Mittlerweile haben Justus und ich schon fast zwei Monate in unserem Auslandsfreiwilligendienst verbracht. In diesem zweiten Blog möchte ich meine bisherigen Erfahrungen über das Leben in Medellín mit euch teilen.

Als Justus und ich vom Flughafen abgeholt wurden, hat uns direkt Medellíns warme Nachtluft begrüßt. Obwohl es schon sehr spät war, waren die Straßen gut gefüllt, sogar Bauarbeiter arbeiteten noch.
Auf unserem Weg zur Ciudad fuhren wir durch einen Tunnel, der offensichtlich nicht belüftet war, denn man konnte vor schlechter Luft kaum atmen. Als wir den Tunnel verließen, zeigte sich uns zum ersten Mal der wunderschöne Blick auf die Skyline von Medellín.
Angekommen in der Ciudad, wurden wir von Patrick empfangen, einem anderen Volo aus der Schweiz. Vor lauter Erschöpfung sind wir aber erstmal schlafen gegangen.
Am nächsten Tag empfing uns unsere Betreuerin und Koordinatorin Laura, um mit uns eine Tour über das Gelände zu machen und wir wurden dem Personal sowie den Einrichtungen der Ciudad vorgestellt. Wenn ihr wissen wollt, wie die Ciudad Don Bosco aufgebaut ist, schaut gerne in meinen anderen Blogeintrag.

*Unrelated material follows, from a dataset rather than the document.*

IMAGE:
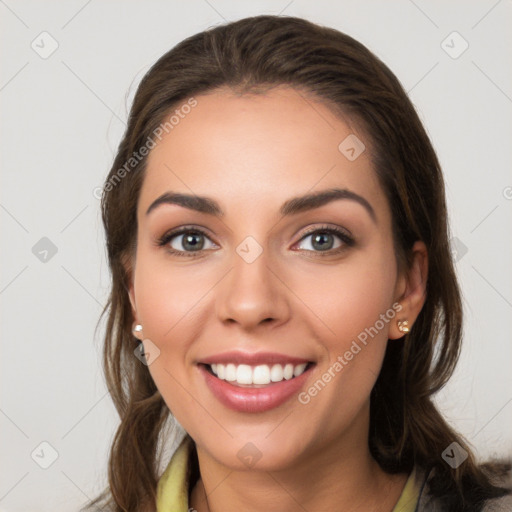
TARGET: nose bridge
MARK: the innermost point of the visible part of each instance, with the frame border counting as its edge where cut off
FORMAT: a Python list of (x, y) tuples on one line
[(252, 293)]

In der Ciudad Don Bosco leben insgesamt zurzeit sechs Volontäre. Eine Woche vor Justus und mir kam Leo aus Österreich an. Schon seit einem Jahr ist Patrick hier, der in nächste Woche zurück in die Schweiz geht und von einem neuen Volo aus Belgien ersetzt wird. Unter der Woche arbeiten Emilio und Lucas in einer anderen Stadt und kommen daher nur am Wochenende in die Ciudad. Das Zusammenleben funktioniert einwandfrei und wir verstehen uns untereinander sehr gut.

alle Volontäre der Ciudad Don Bosco

Die erste Woche verlief sehr entspannt. Als Phase der Eingewöhnung hat uns Laura freigegeben, aber mit dem Auftrag uns unter die Kinder zu mischen und uns mit ihnen zu unterhalten. Unser Spanisch reichte am Anfang auch noch nicht aus, um in den Projekten zu arbeiten, mittlerweile kommen wir aber immer besser rein. Die Kinder freuen sich aber sehr, dass wir da sind. Obwohl wir anfangs noch Schwierigkeiten hatten uns zu unterhalten, wurden wir oft gefragt, ob wir z.B. Uno oder Volleyball mitspielen wollen. Allgemein finde ich, dass wir sowohl von den Kindern, als auch den Betreuern und Lehrern sehr gut aufgenommen wurden, sodass uns die Eingewöhnung leicht fiel.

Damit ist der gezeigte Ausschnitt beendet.